Karen laughed, thinking she was joking. Nothing like that would ever affect her! She decided, though, that she would rather accept some unwanted article than admit she had made a gesture in error; many of the bidders were known to the auctioneer, and he interspersed his droning spiel with jokes and friendly insults. "Sam, if you don't want the stuff, stop waving your hat; I don't care if the flies are driving you crazy.
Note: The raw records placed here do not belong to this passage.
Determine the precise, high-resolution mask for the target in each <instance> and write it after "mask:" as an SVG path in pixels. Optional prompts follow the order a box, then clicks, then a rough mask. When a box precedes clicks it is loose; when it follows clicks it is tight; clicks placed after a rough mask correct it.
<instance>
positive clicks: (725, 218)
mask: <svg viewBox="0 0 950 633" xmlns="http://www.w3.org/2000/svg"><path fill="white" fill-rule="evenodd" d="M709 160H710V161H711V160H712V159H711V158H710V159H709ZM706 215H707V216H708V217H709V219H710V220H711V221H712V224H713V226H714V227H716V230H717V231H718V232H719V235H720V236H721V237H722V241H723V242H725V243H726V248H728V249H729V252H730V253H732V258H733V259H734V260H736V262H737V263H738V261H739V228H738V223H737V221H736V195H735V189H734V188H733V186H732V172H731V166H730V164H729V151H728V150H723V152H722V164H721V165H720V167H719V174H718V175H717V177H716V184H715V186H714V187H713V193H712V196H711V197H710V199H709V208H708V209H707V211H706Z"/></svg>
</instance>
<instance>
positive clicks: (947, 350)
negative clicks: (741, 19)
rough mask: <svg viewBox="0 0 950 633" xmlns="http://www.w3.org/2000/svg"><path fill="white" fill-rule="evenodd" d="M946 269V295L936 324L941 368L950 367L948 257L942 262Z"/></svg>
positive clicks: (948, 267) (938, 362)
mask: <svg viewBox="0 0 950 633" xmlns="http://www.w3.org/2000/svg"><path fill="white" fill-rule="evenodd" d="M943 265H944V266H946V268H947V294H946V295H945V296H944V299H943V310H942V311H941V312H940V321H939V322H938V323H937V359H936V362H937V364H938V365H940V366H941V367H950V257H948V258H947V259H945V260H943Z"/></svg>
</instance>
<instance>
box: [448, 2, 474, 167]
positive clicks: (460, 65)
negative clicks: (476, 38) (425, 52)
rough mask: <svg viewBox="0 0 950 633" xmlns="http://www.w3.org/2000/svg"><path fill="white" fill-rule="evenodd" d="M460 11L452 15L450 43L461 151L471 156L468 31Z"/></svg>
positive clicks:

Lady, you're raising your own bid; it's okay by me, but try to keep track, will you?"
Cheryl bought a box of bedding for six dollars, and Karen regretted her earlier snobbish comment. The sheets weren't for Mark's expensive town house; they were for the home Cheryl hoped to establish for herself and her little boy.
The sun rose higher and the complexions of the bidders turned pink and shiny with sweat. A few people left, having attained their hearts' desires or lost them to higher bidders, but the crowd increased as late-comers arrived. The auctioneer turned his mike over to a colleague and retired into the shade.
Karen was about to suggest that they emulate him when the attack Cheryl had warned her of occurred. It came on her with the suddenness of a sharp pang of indigestion, when a box of odds and ends was about to be knocked down for two dollars. Before she knew what she was doing, she was waving her cardboard ticket high above her head.
"Two-fifty," the auctioneer droned. "Do I hear three bucks?"
He didn't hear three bucks, for the excellent reason that there was nothing in the box except two rusty license plates and a red plaster dog with a chipped ear. The auctioneer's assistant deposited the box at Karen's feet, and Cheryl giggled. "What did you do that for?"
"I don't know," Karen admitted.
She and Cheryl contemplated the red plaster dog. "A rare example of antique folk art," said Cheryl.